I don't think so. The response in this city could not have been manufactured by VANOC, or controlled, for that matter. It was open, genuine, friendly, happy. We live in a cold, wet city, and we needed a release, a way of coming together for a joint purpose.
In the end, these Games could not be any more different from what we saw in Beijing in 2008. Yes, their Games ran like clockwork. They spent inordinate amounts of money trying to show their best face to the world. But all they showed was a bunch of now empty buildings, a pretty young singer who couldn't even sing, a hollow shell of their true society. The people of Beijing knew their role - stay home, don't do anything to embarrass their great powerful nation.
In the lead up to the Olympics, there were signs that the organizers wanted the same things. Hide the homeless. Unveil a meaningless clock just like Beijing had. Tell us where and how we could express our rights and freedoms. Protect the trademarks at all cost.
To our credit, we pushed back. We rallied behind leaders like David Eby to show that we were going to stand up for ourselves in the face of corporate/government oppression. We were determined to show the true face of Vancouver, warts and all, and we didn't want anyone telling us how to behave. Our society is individualistic, and we abhor any attempts to control us. Tell us we can't protest, and we'll flock to the streets.

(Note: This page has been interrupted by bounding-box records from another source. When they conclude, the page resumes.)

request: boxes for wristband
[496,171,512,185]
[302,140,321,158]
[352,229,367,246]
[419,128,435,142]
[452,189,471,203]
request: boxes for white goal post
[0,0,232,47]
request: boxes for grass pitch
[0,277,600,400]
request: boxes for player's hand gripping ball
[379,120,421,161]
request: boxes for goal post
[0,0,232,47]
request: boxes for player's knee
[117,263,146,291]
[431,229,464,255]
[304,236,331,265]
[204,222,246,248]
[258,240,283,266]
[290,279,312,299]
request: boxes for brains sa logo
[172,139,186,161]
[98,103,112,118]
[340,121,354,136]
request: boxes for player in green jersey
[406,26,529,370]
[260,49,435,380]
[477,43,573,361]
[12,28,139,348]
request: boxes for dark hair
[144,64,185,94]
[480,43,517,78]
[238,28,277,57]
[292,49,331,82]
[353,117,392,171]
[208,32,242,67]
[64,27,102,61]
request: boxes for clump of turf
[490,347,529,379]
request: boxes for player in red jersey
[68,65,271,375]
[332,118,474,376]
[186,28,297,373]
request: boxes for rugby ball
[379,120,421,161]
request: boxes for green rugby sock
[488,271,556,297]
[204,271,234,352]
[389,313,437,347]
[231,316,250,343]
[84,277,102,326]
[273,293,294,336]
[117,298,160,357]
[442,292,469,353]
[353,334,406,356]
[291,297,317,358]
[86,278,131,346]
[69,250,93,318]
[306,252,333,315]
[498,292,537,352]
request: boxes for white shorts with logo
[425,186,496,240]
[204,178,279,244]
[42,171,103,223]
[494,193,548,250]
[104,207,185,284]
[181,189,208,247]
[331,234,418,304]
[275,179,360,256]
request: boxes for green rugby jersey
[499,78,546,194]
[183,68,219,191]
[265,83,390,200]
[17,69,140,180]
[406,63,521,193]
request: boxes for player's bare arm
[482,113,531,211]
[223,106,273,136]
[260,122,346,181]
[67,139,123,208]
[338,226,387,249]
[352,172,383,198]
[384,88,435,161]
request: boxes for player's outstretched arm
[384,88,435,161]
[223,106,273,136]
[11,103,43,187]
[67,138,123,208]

But give us our freedoms, and we'll use them positively. Vancouver came together as a community, as an open, inclusive society. We didn't just show the world our city - we welcome everyone in.
Now that the Games are over, we can exhale. And looking back, we're proud of what we achieved. VANOC, for all their faults, did a pretty good job. I think even the biggest skeptics can agree that the doomsday scenarios they predicted just did not materialize. Our much maligned city police showed a surprising level of restraint, all with smiles and good cheer.
Those who would reduce their fellow citizens to drunken idiots show a real lack of tolerance and collective spirit. It's your narrow worldview, not ours. People of all ages, all backgrounds, all ethnicities were on the streets joining hands in celebration. Where were you?
Moving forward, can we forget about the challenges our city faces? Absolutely not. Homelessness abounds. Mental illness and drug abuse are prevalent on our streets.
But maybe we can channel some of this energy into solving these problems? By one count a million dollars a day are currently being funneled into the Downtown Eastside, but what have we achieved?
If we can pull off one of the biggest events in the world, there is no reason we cannot take a concerted approach to solving the problems that have stymied us. But if we keep looking in the past, revisiting arguments that are past their prime, we'll never get anywhere.